The machinations of the various sides after the end of the First Civil War are complex enough in England. In Scotland they are even more tortuous. There were various factions, within the Kirk, within government, within defeated Royalist themselves, and that is without taking into consideration the involvement of English and Irish affairs. The point of importance is that the Scottish army was a respectable force which no-one could afford to ignore. An invasion of England from Scotland was a serious matter. The Scots, in general, had experienced officers and that made their forces quite formidable.
In the end Montrose and Argyll are linked by the fact that both were betrayed by Charles II. Montrose launched a rather pointless campaign in 1650 which he knew was hopeless, and which was used by Charles to apply pressure to the Scots. When it inevitably failed and Montrose was captured, execution was inevitable. After the Scots were smashed by the New Model Army, Argyll sort of retired and attempted to rebuild his estates which had been ravaged by the war. After the Restoration he went to London to kiss hands, and was arrested for treason. He faced a lengthy trial in Edinburgh, packed with his enemies. Argyll’s defence was sunk by letters showing that he had informed on Scottish Royalists for the Cromwellian regime. He, too, was executed.

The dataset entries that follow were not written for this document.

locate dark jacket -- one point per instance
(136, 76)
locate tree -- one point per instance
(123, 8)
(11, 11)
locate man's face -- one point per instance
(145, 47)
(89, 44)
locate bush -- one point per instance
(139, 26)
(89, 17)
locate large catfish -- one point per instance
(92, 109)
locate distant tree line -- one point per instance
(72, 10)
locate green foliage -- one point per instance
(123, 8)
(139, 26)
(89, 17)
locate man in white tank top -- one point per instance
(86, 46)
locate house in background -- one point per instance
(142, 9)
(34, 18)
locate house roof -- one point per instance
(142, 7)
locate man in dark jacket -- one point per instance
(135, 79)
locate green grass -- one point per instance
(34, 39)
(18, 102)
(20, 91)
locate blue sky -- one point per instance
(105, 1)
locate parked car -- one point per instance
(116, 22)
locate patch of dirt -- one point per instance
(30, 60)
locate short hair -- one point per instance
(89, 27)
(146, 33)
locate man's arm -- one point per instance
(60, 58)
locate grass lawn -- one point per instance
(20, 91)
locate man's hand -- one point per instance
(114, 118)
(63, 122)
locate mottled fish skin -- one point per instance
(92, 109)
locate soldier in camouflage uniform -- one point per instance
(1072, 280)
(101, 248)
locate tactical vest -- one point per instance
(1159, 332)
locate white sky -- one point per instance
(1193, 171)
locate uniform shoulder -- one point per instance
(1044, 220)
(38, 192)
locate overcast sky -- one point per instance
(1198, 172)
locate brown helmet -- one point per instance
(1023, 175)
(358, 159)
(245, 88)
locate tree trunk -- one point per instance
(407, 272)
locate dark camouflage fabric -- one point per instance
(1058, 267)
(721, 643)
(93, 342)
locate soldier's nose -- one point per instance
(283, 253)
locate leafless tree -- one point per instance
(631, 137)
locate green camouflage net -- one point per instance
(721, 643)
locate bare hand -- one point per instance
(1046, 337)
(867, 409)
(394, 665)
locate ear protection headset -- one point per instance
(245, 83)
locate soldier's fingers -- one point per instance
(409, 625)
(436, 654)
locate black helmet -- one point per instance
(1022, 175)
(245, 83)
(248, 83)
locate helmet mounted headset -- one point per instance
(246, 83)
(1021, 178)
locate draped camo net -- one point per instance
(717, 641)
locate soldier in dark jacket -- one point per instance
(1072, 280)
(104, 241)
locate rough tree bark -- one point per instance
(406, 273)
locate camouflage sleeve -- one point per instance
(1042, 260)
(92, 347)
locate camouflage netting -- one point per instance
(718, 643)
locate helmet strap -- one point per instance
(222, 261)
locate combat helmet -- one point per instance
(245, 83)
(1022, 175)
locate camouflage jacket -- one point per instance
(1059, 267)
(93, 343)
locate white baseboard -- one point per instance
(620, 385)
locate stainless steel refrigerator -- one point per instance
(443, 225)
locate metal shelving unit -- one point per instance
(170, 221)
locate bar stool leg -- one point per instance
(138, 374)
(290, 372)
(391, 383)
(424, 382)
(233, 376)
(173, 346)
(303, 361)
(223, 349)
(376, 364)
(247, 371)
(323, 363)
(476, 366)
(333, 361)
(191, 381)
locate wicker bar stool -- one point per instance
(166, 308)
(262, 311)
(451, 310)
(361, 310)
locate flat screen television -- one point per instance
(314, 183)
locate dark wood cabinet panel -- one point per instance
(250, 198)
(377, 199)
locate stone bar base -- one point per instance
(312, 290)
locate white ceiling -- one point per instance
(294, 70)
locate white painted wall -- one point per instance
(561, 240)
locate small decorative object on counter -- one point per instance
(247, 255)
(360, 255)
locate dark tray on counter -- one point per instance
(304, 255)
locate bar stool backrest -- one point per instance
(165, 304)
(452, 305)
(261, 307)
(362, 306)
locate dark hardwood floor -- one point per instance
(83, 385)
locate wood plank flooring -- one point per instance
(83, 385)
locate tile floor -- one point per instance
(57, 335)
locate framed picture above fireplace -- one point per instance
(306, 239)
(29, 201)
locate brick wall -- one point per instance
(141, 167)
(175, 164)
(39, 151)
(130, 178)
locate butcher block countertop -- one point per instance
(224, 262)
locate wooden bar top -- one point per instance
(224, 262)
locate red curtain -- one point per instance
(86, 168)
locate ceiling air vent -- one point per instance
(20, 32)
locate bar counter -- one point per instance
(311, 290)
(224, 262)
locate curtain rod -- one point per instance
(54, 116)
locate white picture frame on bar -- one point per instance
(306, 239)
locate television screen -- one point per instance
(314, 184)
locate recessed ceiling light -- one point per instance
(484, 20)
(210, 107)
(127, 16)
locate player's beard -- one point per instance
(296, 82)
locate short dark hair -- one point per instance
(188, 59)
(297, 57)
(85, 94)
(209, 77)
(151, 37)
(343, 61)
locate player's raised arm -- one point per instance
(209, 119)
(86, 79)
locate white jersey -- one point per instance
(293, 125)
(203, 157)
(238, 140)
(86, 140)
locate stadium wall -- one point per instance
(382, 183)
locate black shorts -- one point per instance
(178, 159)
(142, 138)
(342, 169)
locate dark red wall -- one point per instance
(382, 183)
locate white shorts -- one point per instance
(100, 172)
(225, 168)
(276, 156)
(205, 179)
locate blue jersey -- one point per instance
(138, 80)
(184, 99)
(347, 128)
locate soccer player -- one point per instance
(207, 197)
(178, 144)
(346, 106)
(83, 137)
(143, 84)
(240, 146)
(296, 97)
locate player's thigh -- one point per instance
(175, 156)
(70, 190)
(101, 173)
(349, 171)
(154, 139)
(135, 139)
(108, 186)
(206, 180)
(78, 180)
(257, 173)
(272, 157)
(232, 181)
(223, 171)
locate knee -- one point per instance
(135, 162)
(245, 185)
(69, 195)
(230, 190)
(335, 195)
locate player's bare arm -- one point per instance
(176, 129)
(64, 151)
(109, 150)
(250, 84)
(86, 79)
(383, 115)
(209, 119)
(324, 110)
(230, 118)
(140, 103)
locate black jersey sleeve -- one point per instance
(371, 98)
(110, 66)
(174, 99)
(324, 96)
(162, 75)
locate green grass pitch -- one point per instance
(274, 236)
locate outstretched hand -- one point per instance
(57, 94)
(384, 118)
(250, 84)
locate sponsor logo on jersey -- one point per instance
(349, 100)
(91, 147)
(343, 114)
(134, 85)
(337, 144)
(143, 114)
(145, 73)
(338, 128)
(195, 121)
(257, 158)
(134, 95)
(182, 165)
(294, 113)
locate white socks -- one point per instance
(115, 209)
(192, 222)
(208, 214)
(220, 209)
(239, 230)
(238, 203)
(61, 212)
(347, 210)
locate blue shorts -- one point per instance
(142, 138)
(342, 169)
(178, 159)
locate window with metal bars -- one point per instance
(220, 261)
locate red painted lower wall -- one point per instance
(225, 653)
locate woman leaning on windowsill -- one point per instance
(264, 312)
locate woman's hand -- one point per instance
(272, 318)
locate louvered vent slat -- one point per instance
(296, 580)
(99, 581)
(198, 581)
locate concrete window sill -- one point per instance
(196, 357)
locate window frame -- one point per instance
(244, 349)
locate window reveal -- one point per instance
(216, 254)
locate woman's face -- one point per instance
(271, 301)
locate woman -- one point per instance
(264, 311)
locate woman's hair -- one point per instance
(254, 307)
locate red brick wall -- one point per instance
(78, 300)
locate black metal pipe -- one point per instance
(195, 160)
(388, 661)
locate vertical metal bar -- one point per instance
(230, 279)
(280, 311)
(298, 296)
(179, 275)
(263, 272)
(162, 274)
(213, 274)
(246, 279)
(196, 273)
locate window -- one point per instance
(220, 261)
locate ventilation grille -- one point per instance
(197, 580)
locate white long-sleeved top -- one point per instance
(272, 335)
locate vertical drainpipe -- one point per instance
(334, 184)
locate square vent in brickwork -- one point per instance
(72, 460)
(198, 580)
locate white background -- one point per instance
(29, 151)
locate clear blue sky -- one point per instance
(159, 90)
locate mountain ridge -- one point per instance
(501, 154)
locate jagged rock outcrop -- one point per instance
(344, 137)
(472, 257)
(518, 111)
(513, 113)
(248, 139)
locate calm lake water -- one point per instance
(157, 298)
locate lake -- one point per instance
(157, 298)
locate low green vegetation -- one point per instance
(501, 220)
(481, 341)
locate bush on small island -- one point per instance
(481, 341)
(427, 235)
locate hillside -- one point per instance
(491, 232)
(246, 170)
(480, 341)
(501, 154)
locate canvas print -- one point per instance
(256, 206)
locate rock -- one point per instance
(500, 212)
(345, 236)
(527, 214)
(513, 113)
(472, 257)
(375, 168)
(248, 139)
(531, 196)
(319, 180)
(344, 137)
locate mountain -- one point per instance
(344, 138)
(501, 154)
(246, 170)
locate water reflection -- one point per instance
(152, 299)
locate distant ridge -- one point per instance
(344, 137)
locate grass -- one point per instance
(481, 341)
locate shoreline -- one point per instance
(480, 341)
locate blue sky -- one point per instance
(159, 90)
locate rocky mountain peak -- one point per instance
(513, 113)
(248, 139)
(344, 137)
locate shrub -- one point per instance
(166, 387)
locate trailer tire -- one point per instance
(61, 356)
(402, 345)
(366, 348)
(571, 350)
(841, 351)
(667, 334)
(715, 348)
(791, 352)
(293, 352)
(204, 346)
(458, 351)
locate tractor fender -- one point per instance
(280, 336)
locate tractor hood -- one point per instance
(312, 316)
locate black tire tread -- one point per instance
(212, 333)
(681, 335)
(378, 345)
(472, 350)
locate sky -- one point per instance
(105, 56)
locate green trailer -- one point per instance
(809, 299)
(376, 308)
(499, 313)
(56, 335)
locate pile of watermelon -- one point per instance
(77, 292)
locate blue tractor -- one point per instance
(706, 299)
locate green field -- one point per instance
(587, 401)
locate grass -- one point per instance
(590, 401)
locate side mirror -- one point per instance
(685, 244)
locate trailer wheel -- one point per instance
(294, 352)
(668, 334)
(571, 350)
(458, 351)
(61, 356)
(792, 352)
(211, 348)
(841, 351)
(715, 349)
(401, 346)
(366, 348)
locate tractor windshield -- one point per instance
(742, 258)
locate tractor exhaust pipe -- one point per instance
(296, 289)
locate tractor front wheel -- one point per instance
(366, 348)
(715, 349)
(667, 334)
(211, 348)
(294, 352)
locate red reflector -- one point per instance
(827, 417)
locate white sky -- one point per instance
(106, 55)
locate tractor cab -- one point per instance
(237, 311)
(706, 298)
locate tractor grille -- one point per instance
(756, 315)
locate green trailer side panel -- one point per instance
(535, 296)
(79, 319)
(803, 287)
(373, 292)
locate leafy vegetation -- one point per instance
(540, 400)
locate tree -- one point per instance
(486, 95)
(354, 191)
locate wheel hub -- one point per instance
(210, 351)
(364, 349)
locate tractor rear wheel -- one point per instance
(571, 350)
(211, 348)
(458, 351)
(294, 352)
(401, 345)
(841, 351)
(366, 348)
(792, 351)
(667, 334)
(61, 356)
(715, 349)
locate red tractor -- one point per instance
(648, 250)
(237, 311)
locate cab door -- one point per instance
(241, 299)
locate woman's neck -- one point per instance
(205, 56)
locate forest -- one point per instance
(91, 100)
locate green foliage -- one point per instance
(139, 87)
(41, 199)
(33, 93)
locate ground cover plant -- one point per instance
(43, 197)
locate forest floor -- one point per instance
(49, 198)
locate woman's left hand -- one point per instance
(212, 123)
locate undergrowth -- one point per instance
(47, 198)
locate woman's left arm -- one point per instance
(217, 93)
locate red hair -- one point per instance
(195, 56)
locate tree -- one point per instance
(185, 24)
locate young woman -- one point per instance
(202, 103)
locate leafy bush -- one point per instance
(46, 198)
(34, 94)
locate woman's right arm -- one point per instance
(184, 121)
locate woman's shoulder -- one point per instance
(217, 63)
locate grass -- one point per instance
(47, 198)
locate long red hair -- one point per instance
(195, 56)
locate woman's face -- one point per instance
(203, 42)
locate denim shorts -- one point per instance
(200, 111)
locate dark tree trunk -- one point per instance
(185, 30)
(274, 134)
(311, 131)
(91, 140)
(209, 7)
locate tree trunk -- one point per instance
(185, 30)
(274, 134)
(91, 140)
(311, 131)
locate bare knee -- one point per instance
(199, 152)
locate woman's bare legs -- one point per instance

Fraser notes that it is impossible to understand seventeenth century politics without understanding the religion of the people involved. He also notes that the tensions between centralisers and the periphery continue to this day, particularly with reference to Scotland. Montrose, he suggests, saw the King and central government as a bastion against anarchy. Argyll saw central government as potential tyranny. It is always possible that both were right, to some degree.